Distribution still doesn't have the greatest online presence, but here's one of the east coast distributors.
http://nywtc.com
I'm curious as to why American-Chinese food changed between the 1970s and 1990s. In my area, I started noticing the change in the late 1980s. Egg foo young largely disappeared and egg rolls were replaced by spring rolls. My impression of the newer style dishes was that they had less meat, were greasier, and were generally more well-done. The last time I had good egg foo young or egg rolls was almost 30 years ago.
I had assumed the change was due to a massive wave of immigration in the 1980s. But if all of the food was a deliberate creation for the American market, why didn't they stick with what was already popular?
Although her TED talk is linked, there is no mention of Jennifer8. Lee's book, "The Fortune Cookie Chronicles." The point of the book is that American-Chinese food and Chinese food in China are different. (The book was published the same year as her talk, 2008; which is six years before this article originally appeared.)
What's the process of starting a company in China as a foreigner? Is it something the government there encourages? Are visas for those easy to get? What about incorporating?
Vice is owned by News Corp, which also brings us Fox News. To me, it looks like a generational hedge against declining cable viewership by a company that is very much opposed to what Vice supposedly represents.
Also, I've met a ton of people that say that the pay is terrible, work conditions are awful, and everyone just accepts it because it's a good resume builder. It's also declined in quality a lot since the acquisition - compare old "Vice Kills" episodes with the dreck on HBO.
Vice tells amazing stories, but not everything in those stories is factual and there is often significant embellishment. This is not obvious at all until they report on a topic you're very familiar with.
“Briefly stated, the Gell-Mann Amnesia effect is as follows. You open the newspaper to an article on some subject you know well. In Murray's case, physics. In mine, show business. You read the article and see the journalist has absolutely no understanding of either the facts or the issues. Often, the article is so wrong it actually presents the story backward—reversing cause and effect. I call these the "wet streets cause rain" stories. Paper's full of them.
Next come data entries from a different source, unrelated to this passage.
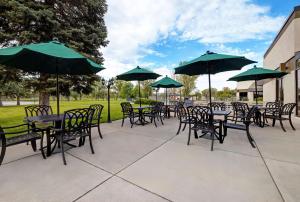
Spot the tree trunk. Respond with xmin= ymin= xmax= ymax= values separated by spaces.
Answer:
xmin=39 ymin=91 xmax=50 ymax=106
xmin=0 ymin=93 xmax=3 ymax=106
xmin=39 ymin=73 xmax=50 ymax=106
xmin=16 ymin=94 xmax=20 ymax=106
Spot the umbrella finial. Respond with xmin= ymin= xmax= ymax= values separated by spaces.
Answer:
xmin=254 ymin=65 xmax=257 ymax=68
xmin=206 ymin=50 xmax=214 ymax=55
xmin=137 ymin=66 xmax=141 ymax=69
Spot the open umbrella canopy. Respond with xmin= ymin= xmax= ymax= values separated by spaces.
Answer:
xmin=174 ymin=51 xmax=256 ymax=75
xmin=151 ymin=76 xmax=183 ymax=88
xmin=116 ymin=66 xmax=160 ymax=81
xmin=0 ymin=40 xmax=104 ymax=74
xmin=228 ymin=65 xmax=287 ymax=81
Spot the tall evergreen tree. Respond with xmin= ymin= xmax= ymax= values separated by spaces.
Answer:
xmin=0 ymin=0 xmax=108 ymax=105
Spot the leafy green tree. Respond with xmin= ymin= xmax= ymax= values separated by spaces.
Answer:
xmin=141 ymin=80 xmax=153 ymax=98
xmin=216 ymin=87 xmax=236 ymax=101
xmin=202 ymin=88 xmax=218 ymax=100
xmin=0 ymin=0 xmax=108 ymax=105
xmin=176 ymin=75 xmax=198 ymax=98
xmin=2 ymin=81 xmax=27 ymax=105
xmin=120 ymin=82 xmax=134 ymax=99
xmin=114 ymin=80 xmax=125 ymax=99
In any case, you read with exasperation or amusement the multiple errors in a story, and then turn the page to national or international affairs, and read as if the rest of the newspaper was somehow more accurate about Palestine than the baloney you just read. You turn the page, and forget what you know.”
There are two types of Chinese food you can get in America (well, more given all the regional variations, but I'm making a point...). If you went to a strip mall, walked into a P.F. Chang's, and had General Tso's Chicken, that's not Chinese food. But if you walked into an unmarked doorway in Chinatown, walked down a flight of stairs to a very dingy basement, held up a few fingers to tell the hostess how many people were in your party, and then ordered off a menu where nothing was in English and everything either had tendons or organ meat - you're probably getting something pretty close to what you would get in China.
You can get the latter experience in most major metropolitan areas in the U.S. and Canada, but you have to know where to look. Restaurants like that don't send out coupons with the normal advertising circular - basically anything that advertises in an English-language publication is American Chinese food.